How to Take Control of Your Property Loan Repayment Issues!
You have taken on a property loan by using the equity in your home as collateral. Now you find yourself in a position of being unable to keep up with the payments. What do you do? What are the risks if you eventually default on your loan? We will answer these questions in the hope of reducing your stress levels and helping you devise a strategy to keep things going. Rest assured that your current difficulties are not the end of the world. There are ways to solve your problems.
The first piece of advice we can give is that you should not panic. There are others all over the UK in the same position after having taken on an equity loan. Thankfully, there are tools in place to help borrowers get their finances back on track.
Contact Your Lender
The average consumer has an unfortunate misconception about banks and other lenders. They assume that financial institutions are controlled by greedy individuals who would be happy to see you default just so they can repossess your property. However, this is not true. The vast majority of lenders are willing to work with you in any way they can to help avoid default.

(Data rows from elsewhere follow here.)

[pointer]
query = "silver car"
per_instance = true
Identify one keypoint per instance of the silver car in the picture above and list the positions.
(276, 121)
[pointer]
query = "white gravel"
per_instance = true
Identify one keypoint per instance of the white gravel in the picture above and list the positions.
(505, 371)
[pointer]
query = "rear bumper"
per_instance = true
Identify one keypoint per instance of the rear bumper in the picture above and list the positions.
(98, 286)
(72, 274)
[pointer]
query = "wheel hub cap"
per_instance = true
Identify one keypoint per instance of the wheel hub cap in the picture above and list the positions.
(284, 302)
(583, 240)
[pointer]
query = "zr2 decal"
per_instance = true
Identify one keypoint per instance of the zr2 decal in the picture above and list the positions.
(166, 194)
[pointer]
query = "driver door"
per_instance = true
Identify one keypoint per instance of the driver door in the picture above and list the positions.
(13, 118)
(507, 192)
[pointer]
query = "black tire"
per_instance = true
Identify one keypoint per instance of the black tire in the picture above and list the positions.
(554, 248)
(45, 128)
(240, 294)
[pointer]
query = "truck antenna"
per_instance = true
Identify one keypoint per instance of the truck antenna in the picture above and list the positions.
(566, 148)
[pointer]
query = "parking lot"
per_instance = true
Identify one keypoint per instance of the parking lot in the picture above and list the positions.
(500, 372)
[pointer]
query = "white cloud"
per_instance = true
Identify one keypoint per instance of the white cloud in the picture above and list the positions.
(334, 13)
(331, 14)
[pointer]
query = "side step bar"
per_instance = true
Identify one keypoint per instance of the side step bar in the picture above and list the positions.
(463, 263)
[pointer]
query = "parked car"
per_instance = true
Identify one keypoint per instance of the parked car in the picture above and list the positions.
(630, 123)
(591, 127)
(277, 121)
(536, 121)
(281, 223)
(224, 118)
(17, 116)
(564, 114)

So contact your lender and explain your circumstances.
Understand that going through the default and repossession process is costly and time-consuming for lenders. They want to avoid it just as much as you do. Most of the time you'll be able to work out more affordable repayment arrangements that take into account you’re changing financial position. At the very least, the law would allow you to enter into what is known as an individual voluntary agreement (IVA) with your lender.
Consider Debt Management Services
Debt management services exist to help consumers facing financial trouble get back on track. You have a choice of working with a for-profit company or a local charity. In either case, these can help you assess your budget and offer sound advice for getting out of financial trouble. Heed that advice. Those advising you have years of experience and accumulated knowledge that should prove invaluable in your situation.
There is one caution regarding debt management services: be wary of for-profit companies offering debt consolidation loans that will allegedly reduce the amount of money you owe. Sometimes these offers are nothing more than scams. In addition, it is probably not a wise idea for you to take out additional loans to pay what you owe if you are already in trouble.
You should strongly consider looking for ways to reduce your expenses regardless of the debt management service you use. If you are like most of us, there are things you can cut out of your budget if you are willing to sacrifice a little.
The Risks of Doing Nothing
We have offered you a couple of ways to deal with falling behind on your property loan payments. Now we need to make you aware of the risks of doing nothing. Should you decide to not contact your lender and/or seek out debt management services, you face the very real possibility of losing your home. Remember, you offered your home as collateral when you applied with your lender. In turn, the lender placed a second charge on your property.
If you do nothing then your lender may repossess your home to cover the money you borrowed. As the second in line, any money raised from the sale of your property will first go to satisfying your mortgage. The property loan lender gets whatever is left. If that is not enough to cover your debt, you will still be legally responsible for the balance.
Falling behind on a property loan is not the end of the world. It happens more often than you would think. Nevertheless, there are ways to get your finances in order if you are willing to put forth the time and effort. Here at Secured Loan Expert, we hope you are willing. It would be a shame to see your credit rating and future financial status harmed when there is help available.